過去と開合
次の話が続き。何故か先にこれ書いてしまった。
私が彼と出会ったのは本当に些細な事だった。
中学二年の梅雨のある日…。予想以上に強い雨が降りしきる日。
だからといって雨具が無い訳ではなくて、鞄の中には折り畳みの傘がある。
まぁそれでも脚は濡れちゃうなと思いながら帰路に付いた。
強い雨と濡れた脚で不快に思いながら歩いていると排水路の側で泣き噦る少女と排水路の中で何かを探す彼がいた。
当時の私が通っていたのは女子校なので見知らぬ少年程度にしか感じていないし、彼の身長も小さかったから中学生とは思ってもいなかった。
流石に小学生低学年に見える少女と高学年に見える少年が大雨で溢れ返る排水路にいるのは危ないと思った私は彼等を止める為に近寄って行ったが雨が強くて彼等は私に気が付いていない。
注意する為に声を掛けようとして彼等の声が聞こえた。
「も、もゔいいから!にいちゃんもういいがら!」
「知るか。僕がしたいからしてるんだ。奈々はさっさと家に帰れ。」
「でも、ひっく…でもー!」
どうやら少女が何かを排水路に落としたのか少年はそれを探しているようだ。言い方はアレだが中々妹思いの良い兄のようだ。

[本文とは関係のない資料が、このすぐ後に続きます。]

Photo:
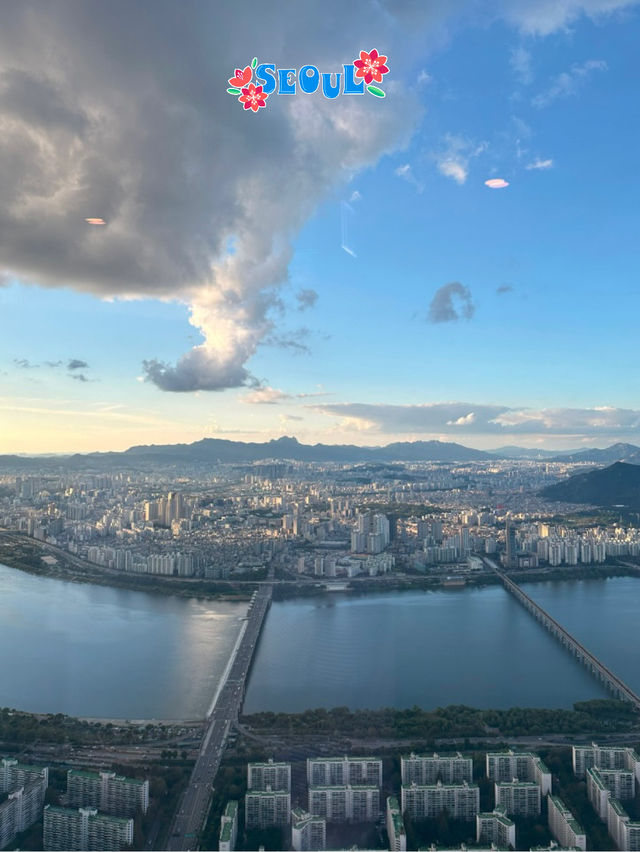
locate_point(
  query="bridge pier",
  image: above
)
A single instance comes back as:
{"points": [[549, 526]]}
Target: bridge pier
{"points": [[616, 686]]}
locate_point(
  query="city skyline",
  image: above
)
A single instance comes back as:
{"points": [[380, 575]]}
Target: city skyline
{"points": [[334, 270]]}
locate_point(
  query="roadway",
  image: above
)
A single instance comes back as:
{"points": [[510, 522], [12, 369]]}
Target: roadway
{"points": [[193, 807], [589, 660]]}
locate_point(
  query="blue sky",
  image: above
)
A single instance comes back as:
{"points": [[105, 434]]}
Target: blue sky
{"points": [[548, 267]]}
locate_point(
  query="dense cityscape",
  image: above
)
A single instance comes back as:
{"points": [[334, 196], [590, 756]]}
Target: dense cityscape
{"points": [[311, 520], [319, 426]]}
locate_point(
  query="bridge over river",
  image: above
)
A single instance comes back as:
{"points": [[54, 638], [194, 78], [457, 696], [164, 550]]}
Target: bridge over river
{"points": [[194, 805], [618, 687]]}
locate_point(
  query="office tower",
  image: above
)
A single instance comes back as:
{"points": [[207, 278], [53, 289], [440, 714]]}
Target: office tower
{"points": [[332, 771], [520, 798], [429, 769], [340, 803], [108, 792], [21, 809], [626, 834], [563, 825], [511, 545], [422, 801], [496, 828], [395, 826], [84, 829], [277, 776], [267, 807], [603, 784], [308, 832], [605, 757], [523, 765], [14, 774], [228, 828]]}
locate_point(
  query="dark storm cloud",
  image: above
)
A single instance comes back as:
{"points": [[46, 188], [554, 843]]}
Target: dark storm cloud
{"points": [[119, 111], [451, 303]]}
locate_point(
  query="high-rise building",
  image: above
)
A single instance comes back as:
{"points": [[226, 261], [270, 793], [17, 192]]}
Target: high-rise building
{"points": [[429, 769], [108, 792], [520, 798], [496, 828], [626, 834], [14, 774], [564, 826], [345, 803], [424, 801], [395, 826], [21, 809], [511, 546], [308, 832], [523, 765], [267, 807], [228, 828], [336, 771], [277, 776], [605, 757], [84, 829], [603, 784]]}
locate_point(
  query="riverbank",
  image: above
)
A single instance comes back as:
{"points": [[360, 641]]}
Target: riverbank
{"points": [[285, 590], [42, 559], [28, 555]]}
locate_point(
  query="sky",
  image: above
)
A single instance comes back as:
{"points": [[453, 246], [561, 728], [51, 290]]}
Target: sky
{"points": [[333, 269]]}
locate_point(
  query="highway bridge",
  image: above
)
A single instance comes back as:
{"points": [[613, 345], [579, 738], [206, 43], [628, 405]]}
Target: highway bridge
{"points": [[591, 662], [193, 808]]}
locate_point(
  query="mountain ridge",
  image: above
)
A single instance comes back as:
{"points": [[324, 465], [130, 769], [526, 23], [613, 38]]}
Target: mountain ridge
{"points": [[616, 485]]}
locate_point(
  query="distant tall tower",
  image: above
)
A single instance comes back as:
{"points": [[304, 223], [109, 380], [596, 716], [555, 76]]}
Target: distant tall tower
{"points": [[512, 550]]}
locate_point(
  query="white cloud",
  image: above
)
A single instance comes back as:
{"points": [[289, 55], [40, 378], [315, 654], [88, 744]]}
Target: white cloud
{"points": [[540, 164], [458, 418], [454, 158], [463, 421], [543, 17], [131, 122], [520, 62], [405, 172], [265, 396], [568, 82]]}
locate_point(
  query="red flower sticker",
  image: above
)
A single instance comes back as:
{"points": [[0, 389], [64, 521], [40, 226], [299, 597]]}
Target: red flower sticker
{"points": [[242, 77], [253, 97], [371, 66]]}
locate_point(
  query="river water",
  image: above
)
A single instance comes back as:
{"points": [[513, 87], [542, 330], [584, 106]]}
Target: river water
{"points": [[478, 647], [98, 651]]}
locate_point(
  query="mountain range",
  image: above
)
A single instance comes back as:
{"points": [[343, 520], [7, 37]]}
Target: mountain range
{"points": [[616, 485], [213, 450]]}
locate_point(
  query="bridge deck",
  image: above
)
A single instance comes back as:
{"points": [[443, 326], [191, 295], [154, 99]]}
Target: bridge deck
{"points": [[611, 680]]}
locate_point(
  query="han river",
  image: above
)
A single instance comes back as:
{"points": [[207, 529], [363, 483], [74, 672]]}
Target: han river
{"points": [[97, 651]]}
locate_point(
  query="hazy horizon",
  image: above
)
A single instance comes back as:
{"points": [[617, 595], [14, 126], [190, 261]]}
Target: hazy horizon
{"points": [[454, 261]]}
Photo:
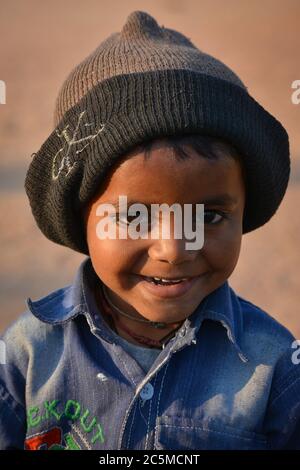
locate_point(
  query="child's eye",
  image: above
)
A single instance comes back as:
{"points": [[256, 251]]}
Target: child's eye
{"points": [[125, 219], [213, 217]]}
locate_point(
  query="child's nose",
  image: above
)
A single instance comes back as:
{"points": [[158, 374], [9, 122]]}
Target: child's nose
{"points": [[171, 250]]}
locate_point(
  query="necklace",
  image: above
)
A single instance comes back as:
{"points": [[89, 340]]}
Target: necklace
{"points": [[142, 320], [108, 306]]}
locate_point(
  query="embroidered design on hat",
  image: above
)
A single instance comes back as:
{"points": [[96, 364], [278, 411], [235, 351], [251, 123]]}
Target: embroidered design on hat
{"points": [[69, 141]]}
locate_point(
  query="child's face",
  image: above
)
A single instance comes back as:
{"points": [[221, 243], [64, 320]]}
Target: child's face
{"points": [[121, 264]]}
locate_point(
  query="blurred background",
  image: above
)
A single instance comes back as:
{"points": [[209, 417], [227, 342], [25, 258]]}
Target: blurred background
{"points": [[42, 41]]}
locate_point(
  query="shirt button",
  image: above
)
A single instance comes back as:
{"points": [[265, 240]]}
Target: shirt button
{"points": [[147, 392]]}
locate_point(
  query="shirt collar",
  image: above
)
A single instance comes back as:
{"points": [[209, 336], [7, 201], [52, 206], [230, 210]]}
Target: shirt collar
{"points": [[66, 303]]}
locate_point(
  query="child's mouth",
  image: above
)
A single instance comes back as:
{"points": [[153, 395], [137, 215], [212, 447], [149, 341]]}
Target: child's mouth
{"points": [[168, 287]]}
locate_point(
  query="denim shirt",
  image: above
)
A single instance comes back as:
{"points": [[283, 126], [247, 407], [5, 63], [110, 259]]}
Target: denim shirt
{"points": [[225, 380]]}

だけどやっぱり危ないから私は声を掛けた。
「君達、危ないわよ?」
声を掛けた事で漸く私に気付いた彼等は同時に私を見る。
「ね?危ないから上がりましょう?」
優しく、諭す様に声を掛けて…だけど彼は私に向けていた視線を排水路に戻すとまた漁り出した。

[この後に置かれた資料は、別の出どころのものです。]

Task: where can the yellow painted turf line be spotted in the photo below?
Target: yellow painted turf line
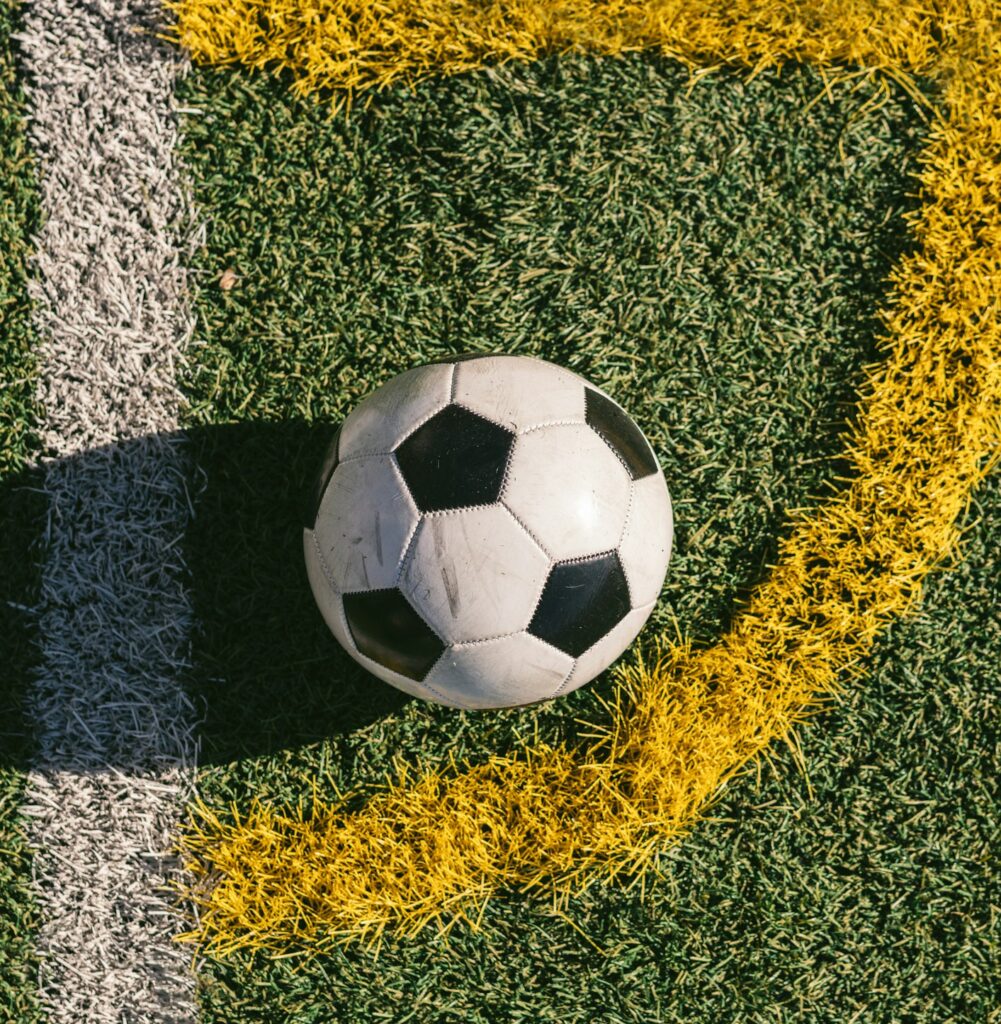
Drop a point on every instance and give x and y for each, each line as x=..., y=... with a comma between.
x=438, y=843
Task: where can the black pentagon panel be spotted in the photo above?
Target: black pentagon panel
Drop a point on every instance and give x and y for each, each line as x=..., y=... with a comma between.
x=321, y=480
x=386, y=628
x=580, y=602
x=454, y=460
x=620, y=434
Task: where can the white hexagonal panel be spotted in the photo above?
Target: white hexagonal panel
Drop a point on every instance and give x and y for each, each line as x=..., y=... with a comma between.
x=645, y=548
x=474, y=573
x=600, y=655
x=380, y=422
x=364, y=520
x=568, y=489
x=503, y=673
x=519, y=392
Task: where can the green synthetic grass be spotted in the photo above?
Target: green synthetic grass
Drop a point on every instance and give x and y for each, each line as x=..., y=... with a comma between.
x=18, y=513
x=714, y=259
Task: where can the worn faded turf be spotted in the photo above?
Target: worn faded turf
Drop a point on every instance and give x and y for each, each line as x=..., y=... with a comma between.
x=20, y=518
x=113, y=741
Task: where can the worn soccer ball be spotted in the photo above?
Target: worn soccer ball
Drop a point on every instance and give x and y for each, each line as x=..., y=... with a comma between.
x=488, y=531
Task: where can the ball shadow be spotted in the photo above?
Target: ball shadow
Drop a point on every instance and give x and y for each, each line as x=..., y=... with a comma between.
x=265, y=673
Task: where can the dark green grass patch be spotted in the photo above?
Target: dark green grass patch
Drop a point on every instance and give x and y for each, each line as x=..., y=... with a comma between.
x=714, y=258
x=19, y=518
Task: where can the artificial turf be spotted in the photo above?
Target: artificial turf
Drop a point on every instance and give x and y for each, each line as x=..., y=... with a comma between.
x=19, y=506
x=714, y=258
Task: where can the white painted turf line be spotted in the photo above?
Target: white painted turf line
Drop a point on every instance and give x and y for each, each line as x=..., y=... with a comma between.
x=117, y=747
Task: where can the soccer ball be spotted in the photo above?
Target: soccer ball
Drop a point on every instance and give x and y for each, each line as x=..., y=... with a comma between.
x=487, y=531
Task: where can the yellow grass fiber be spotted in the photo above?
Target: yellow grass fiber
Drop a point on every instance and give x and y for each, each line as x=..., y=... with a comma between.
x=438, y=842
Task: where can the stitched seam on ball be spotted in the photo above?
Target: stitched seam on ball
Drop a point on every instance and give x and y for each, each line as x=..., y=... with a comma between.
x=461, y=508
x=566, y=678
x=417, y=426
x=407, y=548
x=621, y=538
x=538, y=544
x=499, y=636
x=406, y=488
x=328, y=574
x=579, y=422
x=444, y=696
x=559, y=690
x=489, y=419
x=585, y=558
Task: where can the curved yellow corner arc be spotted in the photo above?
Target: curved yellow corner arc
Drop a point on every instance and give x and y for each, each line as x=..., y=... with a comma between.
x=436, y=844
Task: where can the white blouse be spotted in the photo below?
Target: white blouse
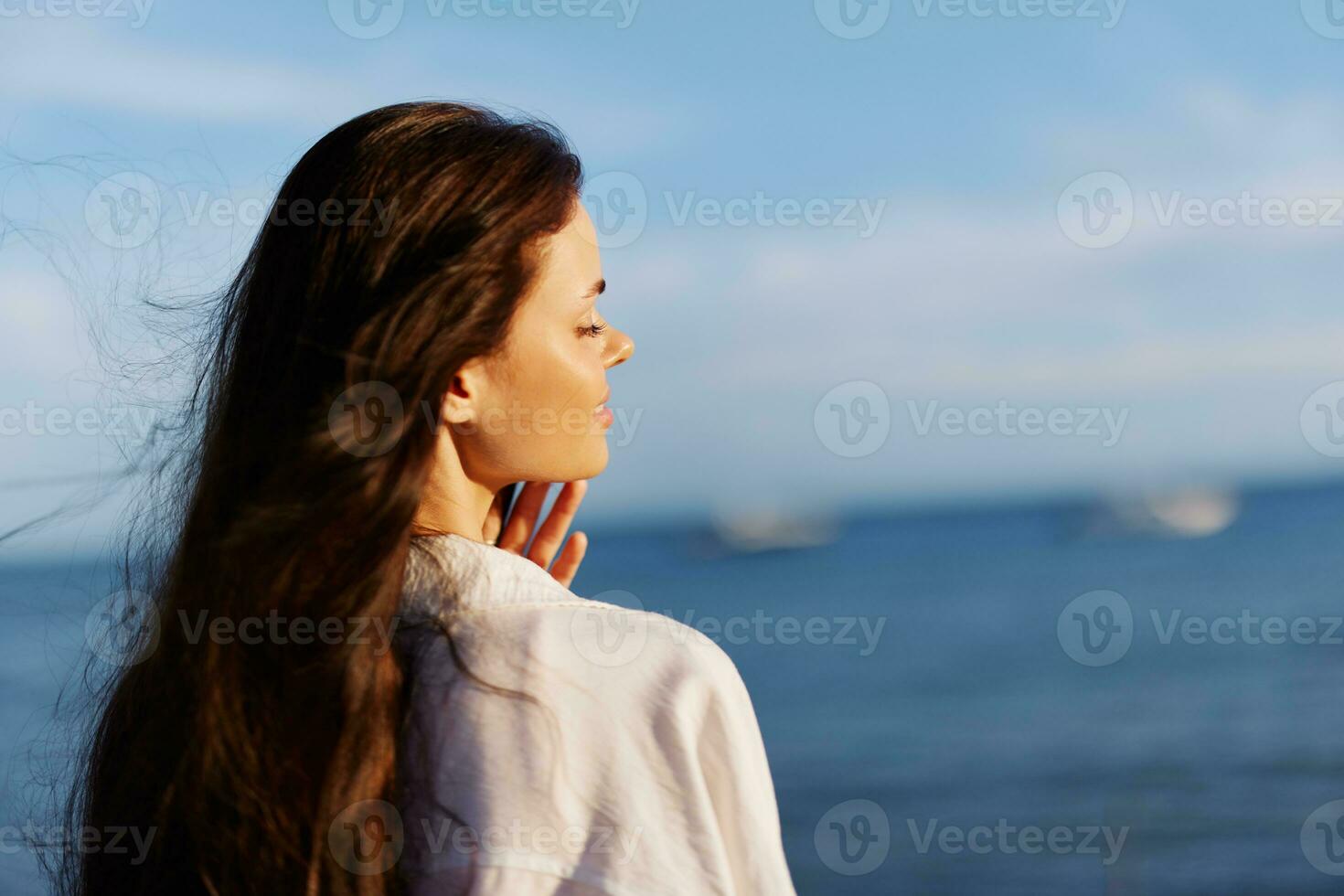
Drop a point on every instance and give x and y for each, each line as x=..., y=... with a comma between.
x=625, y=761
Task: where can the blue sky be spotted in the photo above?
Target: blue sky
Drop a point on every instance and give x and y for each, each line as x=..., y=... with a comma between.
x=969, y=125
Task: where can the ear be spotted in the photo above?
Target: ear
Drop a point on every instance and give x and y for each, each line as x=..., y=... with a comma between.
x=463, y=400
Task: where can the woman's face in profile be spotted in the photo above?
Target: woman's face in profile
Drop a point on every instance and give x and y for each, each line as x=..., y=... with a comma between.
x=537, y=403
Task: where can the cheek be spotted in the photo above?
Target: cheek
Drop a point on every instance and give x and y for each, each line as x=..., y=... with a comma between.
x=555, y=375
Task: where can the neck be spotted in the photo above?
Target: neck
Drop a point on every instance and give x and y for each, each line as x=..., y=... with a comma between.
x=452, y=501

「ちょ⁉︎聞こえてた?このままじゃ「何で止めないといけないんだ。やると決めたらやり通す。」」
その言葉を聞いて、声の力強さに驚いて、私は頑固だなと思いながら傘を少女に渡す。
「はぁ…じゃあ私も探してあげるわ。何無くしたの?」
溜息を吐きながら私も排水路に入りながら聞いた。流石に見過ごすのは出来ない。
そんな私に彼は驚いた顔をした。
「え?あっと……赤い石。河原に在る様な赤い石。」
何でそんな物を捜しているかは考えない。例え私にとってくだらなくとも彼等には必要なのだろう。だから私は「そ。」と一言言うと探し出す。
そんな私に彼は小さく「…ありがとうございます。」と言った。
探し物の手伝い、本当に些細でありふれた出会いかもしれない。でもそれが私が彼に出会い、気にし出した最初の出会いだ。